One of the things I like so much about being in my profession is getting my hands dirty. Whether it is building a new driver, grinding the sole on a wedge or repairing a broken club, there is a sense of accomplishment of doing a job right. I must say I get that from my Dad.
You see I grew up around tools all of my life. Just as my Dad did with his father, who was a tinsmith, he passed on the importance of working with your hands and knowing the proper tool to use in each situation.
My Dad is now in his eighties, but the one thing he still enjoys, only second to spending time with me, is his wood working. I am still fascinated how he can make something mundane like a few blocks of wood and turn it into a masterpiece. Like many from his generation, they learned to make do with what was at hand plus had the ingenuity to accomplish a goal at hand no matter how difficult it might seem.
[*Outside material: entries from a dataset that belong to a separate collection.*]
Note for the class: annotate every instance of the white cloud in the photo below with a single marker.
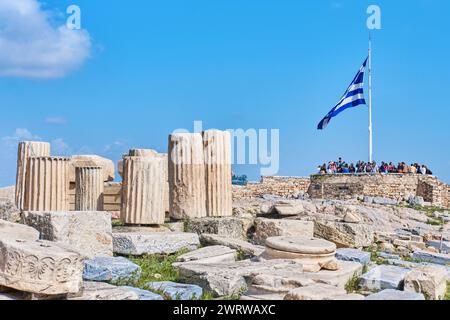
(31, 47)
(56, 120)
(20, 134)
(60, 147)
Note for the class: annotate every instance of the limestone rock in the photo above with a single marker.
(140, 243)
(437, 244)
(143, 190)
(87, 231)
(348, 297)
(40, 267)
(212, 254)
(229, 279)
(351, 217)
(47, 184)
(429, 280)
(27, 149)
(103, 291)
(437, 258)
(177, 291)
(107, 166)
(89, 188)
(294, 207)
(383, 277)
(347, 254)
(315, 292)
(217, 154)
(344, 234)
(266, 228)
(187, 176)
(230, 227)
(301, 245)
(239, 245)
(391, 294)
(15, 231)
(110, 269)
(9, 211)
(144, 294)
One of his latest creations was a rocking cow! That’s right a cow, not a horse for a young lad who’s parents own a dairy farm. It is so remarkable just how much work and detail went into it, from the hand carved ears, udders and even a frayed rope used for the tail. It was built to last several generations, not like these cheap things made today that will fall apart in just a short period of time.
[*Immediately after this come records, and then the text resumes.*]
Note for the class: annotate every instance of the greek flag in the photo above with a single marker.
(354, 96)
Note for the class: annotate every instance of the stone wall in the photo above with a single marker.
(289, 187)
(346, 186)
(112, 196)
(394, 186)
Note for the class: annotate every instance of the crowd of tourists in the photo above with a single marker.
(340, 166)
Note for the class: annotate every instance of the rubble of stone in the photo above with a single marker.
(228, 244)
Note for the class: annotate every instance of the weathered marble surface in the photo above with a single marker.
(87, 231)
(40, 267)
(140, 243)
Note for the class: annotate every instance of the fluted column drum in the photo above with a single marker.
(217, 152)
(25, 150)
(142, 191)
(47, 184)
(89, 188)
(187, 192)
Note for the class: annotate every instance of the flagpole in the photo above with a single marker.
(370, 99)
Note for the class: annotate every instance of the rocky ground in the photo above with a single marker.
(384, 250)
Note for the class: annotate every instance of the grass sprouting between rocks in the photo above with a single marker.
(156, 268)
Let’s face it, clubmaking and club repair are much easier today than in the days of wooden woods, but it does not diminish the importance of building it to last with all the quality and care as if were a masterpiece. I am glad I was taught clubmaking the right way when I started out. I have tried to pass along all that I have learned as well to help foster to craft of clubmaking and repair starting from all those years I taught clubmaking classes at Dynacraft to now the work I am doing to help educate those today be masters in the future.
So thanks Dad and Happy Father’s Day! He is probably hard at work in the shop finishing up Puff the Rocking Dragon for his newest grandson.